Since the first reported anesthetic death, many attempts have been made to study the incidence of risk factors, complications and mortality associated to anesthesia and surgery. The estimated perioperative mortality risk varies from 0.05 to 10 cases per 10,000 anesthesias. This study aimed at reporting the incidence of anesthetic-surgical death in the first 24 hours, at our hospital.
Charts had been reviewed from 82,641 surgeries performed in 1998 and 1999. Deaths were analyzed according to Edwards classification, and by age, gender, physical status, (ASA), type of surgery and anesthesia.

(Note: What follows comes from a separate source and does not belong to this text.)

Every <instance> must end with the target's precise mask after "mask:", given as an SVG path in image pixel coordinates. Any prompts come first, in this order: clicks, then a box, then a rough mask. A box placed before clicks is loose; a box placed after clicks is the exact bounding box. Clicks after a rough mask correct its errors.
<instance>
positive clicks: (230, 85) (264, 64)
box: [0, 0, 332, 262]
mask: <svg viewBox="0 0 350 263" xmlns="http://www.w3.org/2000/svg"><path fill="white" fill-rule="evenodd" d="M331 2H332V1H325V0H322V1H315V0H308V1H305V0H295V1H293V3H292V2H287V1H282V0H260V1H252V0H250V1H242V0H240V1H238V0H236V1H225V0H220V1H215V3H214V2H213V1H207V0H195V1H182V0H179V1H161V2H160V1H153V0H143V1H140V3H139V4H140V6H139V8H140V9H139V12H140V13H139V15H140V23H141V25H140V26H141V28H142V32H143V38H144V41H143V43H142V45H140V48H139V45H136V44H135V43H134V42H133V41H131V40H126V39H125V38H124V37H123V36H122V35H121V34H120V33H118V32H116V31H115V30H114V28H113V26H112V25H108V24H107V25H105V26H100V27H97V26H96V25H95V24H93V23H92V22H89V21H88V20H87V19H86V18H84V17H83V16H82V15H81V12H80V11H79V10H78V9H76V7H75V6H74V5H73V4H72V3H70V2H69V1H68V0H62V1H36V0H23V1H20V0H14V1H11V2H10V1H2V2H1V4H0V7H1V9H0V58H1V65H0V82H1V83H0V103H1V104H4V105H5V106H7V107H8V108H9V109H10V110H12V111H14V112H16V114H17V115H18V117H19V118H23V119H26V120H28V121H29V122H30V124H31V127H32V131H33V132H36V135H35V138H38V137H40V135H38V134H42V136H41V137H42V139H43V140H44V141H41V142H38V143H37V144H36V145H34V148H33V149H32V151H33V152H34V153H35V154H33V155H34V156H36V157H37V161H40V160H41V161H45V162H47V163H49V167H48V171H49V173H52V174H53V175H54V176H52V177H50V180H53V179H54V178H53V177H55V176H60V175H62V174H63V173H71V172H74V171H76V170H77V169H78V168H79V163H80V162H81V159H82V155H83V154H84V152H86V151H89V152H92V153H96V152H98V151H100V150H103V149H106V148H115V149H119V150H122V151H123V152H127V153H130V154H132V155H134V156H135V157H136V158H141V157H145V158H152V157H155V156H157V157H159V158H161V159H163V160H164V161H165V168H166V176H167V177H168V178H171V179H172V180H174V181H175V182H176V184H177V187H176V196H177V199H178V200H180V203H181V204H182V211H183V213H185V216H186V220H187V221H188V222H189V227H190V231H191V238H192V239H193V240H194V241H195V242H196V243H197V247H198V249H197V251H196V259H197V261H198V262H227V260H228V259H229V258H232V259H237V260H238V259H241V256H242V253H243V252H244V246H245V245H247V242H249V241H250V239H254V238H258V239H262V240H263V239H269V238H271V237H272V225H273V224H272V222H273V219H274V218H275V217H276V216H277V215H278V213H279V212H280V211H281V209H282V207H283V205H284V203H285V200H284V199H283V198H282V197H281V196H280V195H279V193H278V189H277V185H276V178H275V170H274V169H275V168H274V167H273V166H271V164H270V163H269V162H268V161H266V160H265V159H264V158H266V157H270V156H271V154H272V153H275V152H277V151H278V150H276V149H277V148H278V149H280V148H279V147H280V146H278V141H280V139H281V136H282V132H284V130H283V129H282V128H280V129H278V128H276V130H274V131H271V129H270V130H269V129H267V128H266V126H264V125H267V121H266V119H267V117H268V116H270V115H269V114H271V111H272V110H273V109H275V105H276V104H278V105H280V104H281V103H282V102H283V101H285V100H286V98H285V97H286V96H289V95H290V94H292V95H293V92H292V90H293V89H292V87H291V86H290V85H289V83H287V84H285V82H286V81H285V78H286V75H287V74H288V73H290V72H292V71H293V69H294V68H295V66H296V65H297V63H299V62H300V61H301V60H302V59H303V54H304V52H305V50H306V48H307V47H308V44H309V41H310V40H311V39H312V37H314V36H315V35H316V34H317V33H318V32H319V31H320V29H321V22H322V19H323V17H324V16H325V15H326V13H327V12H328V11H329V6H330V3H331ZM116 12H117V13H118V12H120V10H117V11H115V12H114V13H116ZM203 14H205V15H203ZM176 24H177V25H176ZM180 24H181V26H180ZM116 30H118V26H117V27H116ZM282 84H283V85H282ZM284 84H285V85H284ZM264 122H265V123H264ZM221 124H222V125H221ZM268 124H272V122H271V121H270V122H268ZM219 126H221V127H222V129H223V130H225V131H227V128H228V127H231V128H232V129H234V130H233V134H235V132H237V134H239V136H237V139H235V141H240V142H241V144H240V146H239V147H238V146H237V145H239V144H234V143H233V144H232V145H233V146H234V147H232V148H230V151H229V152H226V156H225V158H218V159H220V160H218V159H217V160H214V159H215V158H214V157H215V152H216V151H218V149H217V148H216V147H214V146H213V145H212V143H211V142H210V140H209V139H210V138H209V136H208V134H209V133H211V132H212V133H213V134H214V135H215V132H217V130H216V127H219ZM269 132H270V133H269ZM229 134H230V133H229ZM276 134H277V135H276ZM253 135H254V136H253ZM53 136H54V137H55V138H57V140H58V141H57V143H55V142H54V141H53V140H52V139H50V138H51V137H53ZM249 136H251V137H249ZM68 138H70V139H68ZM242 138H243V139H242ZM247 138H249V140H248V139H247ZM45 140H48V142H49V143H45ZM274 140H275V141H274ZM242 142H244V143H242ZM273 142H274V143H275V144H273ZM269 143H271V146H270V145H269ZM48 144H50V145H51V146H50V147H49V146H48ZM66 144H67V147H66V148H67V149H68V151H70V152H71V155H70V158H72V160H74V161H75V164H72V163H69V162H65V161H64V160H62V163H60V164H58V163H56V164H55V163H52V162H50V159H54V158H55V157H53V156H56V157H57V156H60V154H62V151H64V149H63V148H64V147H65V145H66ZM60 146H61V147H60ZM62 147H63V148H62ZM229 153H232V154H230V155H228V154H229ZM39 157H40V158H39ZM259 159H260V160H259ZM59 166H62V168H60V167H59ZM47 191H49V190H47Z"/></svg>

Cause of the deaths according to Edwards classification has shown that 91.04% were class V, 3.77% class VI, 2.13% class VII, 2.84% class IV and 0.23% were class I. Age above 65 years accounted for 1.48% of deaths; adults incidence was 0.48%; the incidence in children aged 1 to 12 years was 0.11%; in children aged 31 days to 1 year it was 1.29% and in neonates up to 30 days of life the incidence was 2.88%. Death ratio as compared to total deaths was 59.2% in adults, 30.2% in patients above 65 years of age, 2.8% at the age 1 to 12, 4% in patients with 31 days of life to 1 year and 3.8% in newborn babies. Males represented 66.3% of deaths and females 33.7%. The distribution by ASA physical status was: ASA I - 11.1%, ASA II - 5.2%, ASA III - 30.9%, ASA IV - 34.4% and ASA V - 18.4%. Emergency surgeries accounted for 67.2% of deaths and elective surgeries for 32.8%. General incidence of the deaths was 0.51% being the highest in cardiac (1.88%) and vascular (1.87%) surgeries.
Anesthetic-surgical deaths in the years 1998 and 1999 were considered inevitable according to Edwards classification. The highest incidence of deaths was in neonates. Most deaths occurred in males, ASA III or above patients, and emergency vascular or cardiac surgeries.